Interactive comedy dining experience coming to Bahrain
Time Out Bahrain staff
We chatted to Alison Pollard-Mansergh, co-creator and artistic director of Faulty Towers The Dining Experience, and of Interactive Theatre International, the company which produces the show, coming to the island in November.
The original Fawlty Towers was back in the 70s, how did the idea to revive it as a dining experience come about?
I was an actor with ideas! Seriously, I loved - and still love - comedy and interactive theatre, and had a long experience in both. I met another actor, Andy Foreman, and we realised very quickly that we shared the same interests. We were fans of Fawlty Towers and started riffing on that, developing the script and the show framework as we went along. Our first show was in Brisbane in 1997 and we’ve never looked back.
Did you work from original scripts or come up with your own series of catastrophes?
We don’t work from the original scripts by John Cleese and Connie Booth. We work from our own original scripts based on their TV programmes, and we improvise with the characters of Basil and Sybil Faulty and Manuel and the audience. Whether audiences know the TV series or not, our characters always react as the Fawltys might have done, because their impersonation skills are so good. And there are always guests who take on roles like Mrs Richardson or the Major and expect a suitable reply.
Was it hard to find the actors to take on such iconic roles? It’s always hard and we’re always on the lookout for talent as well as holding auditions. Our perfect performer can mimic the mannerisms and voice of their TV characters, can work in physically very demanding conditions, knows the TV series backwards, and can improvise with individual audience members as well as the room for a good two-thirds of the show. They’re a very, very talented bunch.
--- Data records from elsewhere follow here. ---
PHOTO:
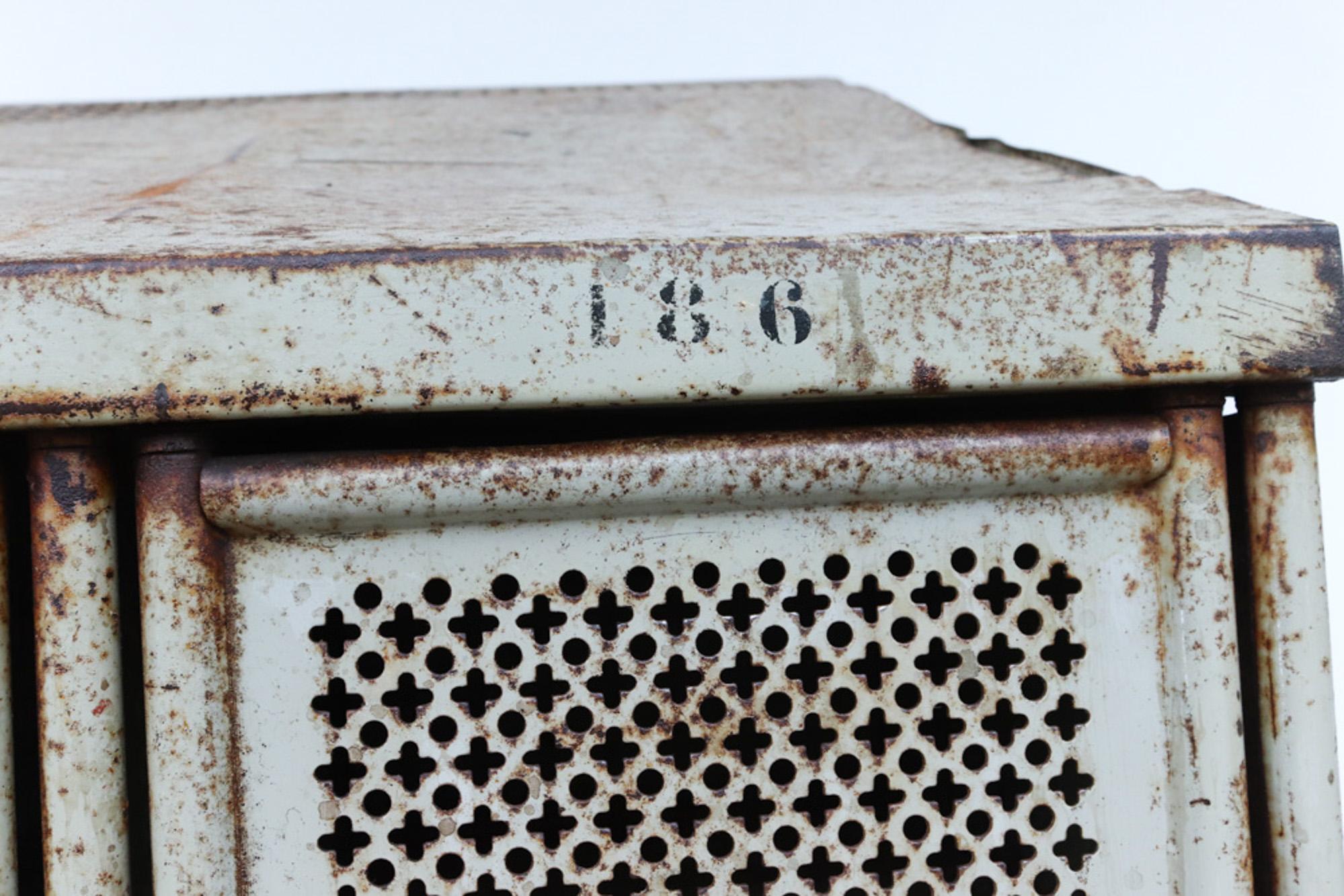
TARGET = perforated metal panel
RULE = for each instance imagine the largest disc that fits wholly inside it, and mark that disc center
(874, 690)
(805, 719)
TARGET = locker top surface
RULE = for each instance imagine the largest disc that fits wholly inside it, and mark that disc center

Is there just one group of actors or are there touring companies around the world – if yes, how many? Currently we have eight teams with home bases in the UK and Australia. Between them they tour the world pretty much non-stop.
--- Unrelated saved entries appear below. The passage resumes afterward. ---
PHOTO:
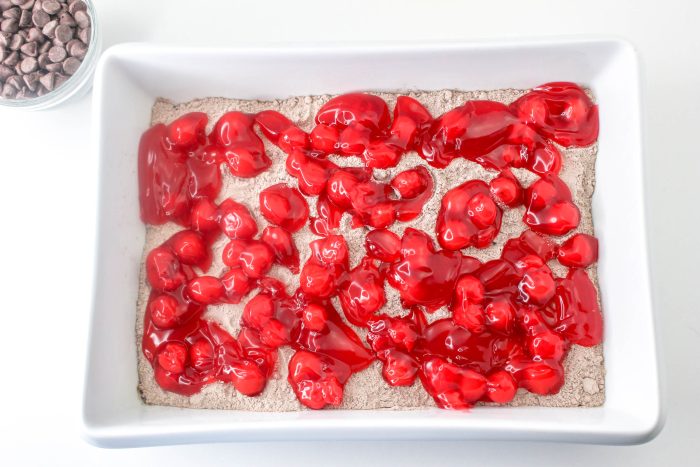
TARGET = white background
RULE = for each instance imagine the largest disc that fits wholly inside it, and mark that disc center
(47, 191)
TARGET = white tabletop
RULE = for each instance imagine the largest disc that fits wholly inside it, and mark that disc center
(47, 190)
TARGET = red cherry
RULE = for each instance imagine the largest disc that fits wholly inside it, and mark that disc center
(579, 251)
(364, 109)
(537, 286)
(547, 345)
(163, 269)
(246, 377)
(258, 311)
(482, 210)
(188, 130)
(172, 357)
(202, 355)
(164, 311)
(236, 220)
(232, 252)
(256, 259)
(541, 378)
(206, 290)
(204, 216)
(312, 174)
(500, 315)
(284, 206)
(361, 293)
(383, 245)
(331, 251)
(314, 317)
(282, 244)
(410, 183)
(274, 334)
(189, 247)
(316, 280)
(324, 138)
(507, 190)
(379, 155)
(236, 285)
(500, 387)
(399, 369)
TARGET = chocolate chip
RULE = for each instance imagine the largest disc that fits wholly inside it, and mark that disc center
(35, 35)
(28, 65)
(45, 47)
(51, 7)
(15, 81)
(12, 59)
(49, 28)
(40, 18)
(29, 49)
(9, 25)
(71, 65)
(48, 80)
(5, 72)
(25, 19)
(9, 91)
(57, 54)
(66, 19)
(16, 42)
(82, 18)
(13, 12)
(64, 33)
(31, 80)
(55, 67)
(43, 60)
(84, 35)
(77, 5)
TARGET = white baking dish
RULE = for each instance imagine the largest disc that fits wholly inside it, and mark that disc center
(130, 77)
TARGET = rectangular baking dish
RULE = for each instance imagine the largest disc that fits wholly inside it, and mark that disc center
(131, 76)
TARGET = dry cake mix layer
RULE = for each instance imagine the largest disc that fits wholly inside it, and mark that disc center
(367, 388)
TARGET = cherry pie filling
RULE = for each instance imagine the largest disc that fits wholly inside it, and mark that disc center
(511, 323)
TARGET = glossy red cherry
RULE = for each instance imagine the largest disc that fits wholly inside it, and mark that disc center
(383, 245)
(549, 207)
(236, 221)
(205, 290)
(163, 269)
(236, 284)
(282, 244)
(579, 251)
(284, 206)
(361, 293)
(190, 248)
(324, 138)
(507, 189)
(188, 130)
(410, 183)
(365, 109)
(537, 286)
(314, 317)
(256, 259)
(204, 216)
(468, 217)
(164, 311)
(500, 387)
(258, 311)
(560, 111)
(399, 369)
(452, 387)
(172, 357)
(541, 378)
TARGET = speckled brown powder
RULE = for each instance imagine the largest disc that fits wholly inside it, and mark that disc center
(585, 372)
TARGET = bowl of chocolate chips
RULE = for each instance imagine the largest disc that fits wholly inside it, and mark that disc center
(48, 51)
Given that the original TV show was such a long time ago, do you find audiences already know the characters or is this something new to lots of people? A bit of both. A lot of guests know the TV show in a general way, especially as it’s repeated around the world all the time. But some guests will even put you to the test by quoting some really quite obscure references! For audiences who don’t know the show, of any age and nationality, it doesn’t seem to matter because they relate to the spontaneity of this slightly crazy world they’ve dropped in on.
The show received a warm welcome on its last visit to Bahrain, what did the actors have to say about the island? They had a very warm welcome indeed. That’s one of the reasons we’re back: the actors loved the island and the island love them!
Have John Cleese, Andrew Sachs and Prunella Scales seen it, what did they think? No, they’ve not seen it, though I do know that they know of us. I think audiences might expect them and our performers to ‘share the same stage’, and that would certainly be a tough one!